Чувствительно задетый ее недоверием, Рубен все же не мог не восхищаться ее предусмотрительностью, обычно не свойственной женщинам. Собственное безрассудство-Бог свидетель! – доставляло ему больше неприятностей, чем все остальные его недостатки, вместе взятые. К тому же ему очень понравилось, как прозвучало в ее устах слово «мы».
– Ладно, Гусси, – согласился он, – твоя взяла.
– Не смей меня так называть.
– А как прикажешь тебя величать? Мадам Руссо?
– Ну, если тебе это не по нраву, можешь звать меня Грейс.
– Грейс. Какое милое имя!
Он знал, что лесть на нее подействует, как бы она ни старалась это скрыть. в. – Могу я спросить, Грейс, на какую сумму нагрел тебя Пивной Бочонок?
Она села прямее, подтянув колени к животу.
– По-моему, тебя это совершенно не касается.
– Целую кучу денег огреб, верно? – Рубен сочувственно прищелкнул языком. – Не повезло бедным африканским сироткам!
– А сколько потерял Эдуард Кордова? – ничуть не смутившись, парировала Грейс.
– Для него это был сущий пустяк, – отмахнулся Рубен. – Слушай, мне жаль прерывать нашу увлекательную беседу, но меня Ждет работа.
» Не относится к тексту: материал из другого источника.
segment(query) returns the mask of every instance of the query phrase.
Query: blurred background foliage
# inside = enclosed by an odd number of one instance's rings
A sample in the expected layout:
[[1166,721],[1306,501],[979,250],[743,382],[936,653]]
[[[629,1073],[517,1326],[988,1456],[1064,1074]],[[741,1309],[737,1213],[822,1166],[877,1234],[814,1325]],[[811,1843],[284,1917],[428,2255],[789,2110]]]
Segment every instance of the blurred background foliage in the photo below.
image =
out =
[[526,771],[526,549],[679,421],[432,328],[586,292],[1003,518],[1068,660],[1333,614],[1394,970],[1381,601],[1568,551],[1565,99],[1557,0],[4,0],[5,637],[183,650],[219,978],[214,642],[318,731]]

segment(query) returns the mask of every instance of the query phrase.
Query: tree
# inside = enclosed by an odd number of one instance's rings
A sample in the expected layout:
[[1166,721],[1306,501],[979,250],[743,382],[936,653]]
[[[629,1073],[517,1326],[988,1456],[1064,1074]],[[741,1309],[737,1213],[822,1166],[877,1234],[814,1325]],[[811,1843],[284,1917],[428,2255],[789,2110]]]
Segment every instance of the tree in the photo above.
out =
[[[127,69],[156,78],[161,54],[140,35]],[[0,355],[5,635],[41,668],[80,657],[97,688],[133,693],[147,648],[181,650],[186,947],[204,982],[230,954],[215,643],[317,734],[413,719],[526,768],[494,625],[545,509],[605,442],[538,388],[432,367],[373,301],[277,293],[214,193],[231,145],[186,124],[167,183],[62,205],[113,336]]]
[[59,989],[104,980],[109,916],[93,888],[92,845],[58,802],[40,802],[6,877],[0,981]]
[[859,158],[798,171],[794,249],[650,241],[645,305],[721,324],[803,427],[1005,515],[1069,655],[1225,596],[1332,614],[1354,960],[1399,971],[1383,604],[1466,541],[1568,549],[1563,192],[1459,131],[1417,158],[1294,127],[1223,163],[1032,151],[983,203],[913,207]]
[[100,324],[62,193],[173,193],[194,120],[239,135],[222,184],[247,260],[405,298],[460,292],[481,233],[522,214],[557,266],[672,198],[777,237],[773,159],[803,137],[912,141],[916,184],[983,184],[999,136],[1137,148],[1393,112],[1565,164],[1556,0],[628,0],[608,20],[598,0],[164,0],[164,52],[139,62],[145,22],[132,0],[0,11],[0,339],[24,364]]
Почему бы тебе не воспользоваться ванной? Как говорится, дамы вперед.
– А что у вас за работа, мистер Джонс? – спросила она с любопытством.
– Дела, Грейс, дела. Скучная мужская работа.
Стоит ли забивать подобными вещами твою прелестную головку?
Грейс обиженно поджала губки.
– Ну это уж мне виднее, стоит или не стоит! Рубен щелкнул пальцами.
– Ты, безусловно, права. Извини, я не хотел тебя обидеть.
– Итак?
Она изобразила рукой пистолет и, прицелившись в него, спустила воображаемый курок.
– Извини! Ты ждешь, чтобы я ушел и дал тебе возможность одеться? Я удаляюсь.
Он отвесил ей изысканный поклон в духе Эдуарда Кордовы, который еще два дня назад сразил бы ее наповал, и покинул комнату.
Грейс позволила себе вдоволь понежиться в ванне вовсе не из желания во что бы то ни стало досадить мистеру Джонсу. Просто ванна оказалась огромной, вода – божественно горячей, а сама Грейс не смогла отказать себе в удовольствии, которого была лишена вот уже несколько недель.
– Извини, что я так надолго заняла ванную, – сказала она, спускаясь по лестнице в гостиную и придерживая обеими руками подол монашеского одеяния, чтобы не споткнуться на ступеньках.
– Нашла все, что требовалось?
– Да, большое спасибо.
Рубен поднялся с кресла, в котором сидел, читая газету, и начал подниматься по лестнице. В жеваных рыжевато-коричневых брюках и синей рубашке без воротничка он в это утро ничем не напоминал ухоженного Эдуарда Кордову. По идее эта мысль должна была бы ее порадовать, особенно с учетом того, как ловко ему удалось ее провести, если бы не одно дополнительное наблюдение: босоногий, растрепанный, с покрытыми щетиной щеками он выглядел еще привлекательнее, чем в костюме испанского аристократа.
– Плита еще не остыла? – спросила Грейс.
– Вроде бы нет. А что, тебе холодно?
– Нет, но мне хотелось бы высушить волосы.
– Распоряжайся, будь как дома.
Он вдруг замер, занеся ногу на первую ступеньку.
– У тебя изумительные волосы, Грейс. Слава Богу, ты по большей части прятала их под покрывало, пока Суини и все остальные крутились неподалеку.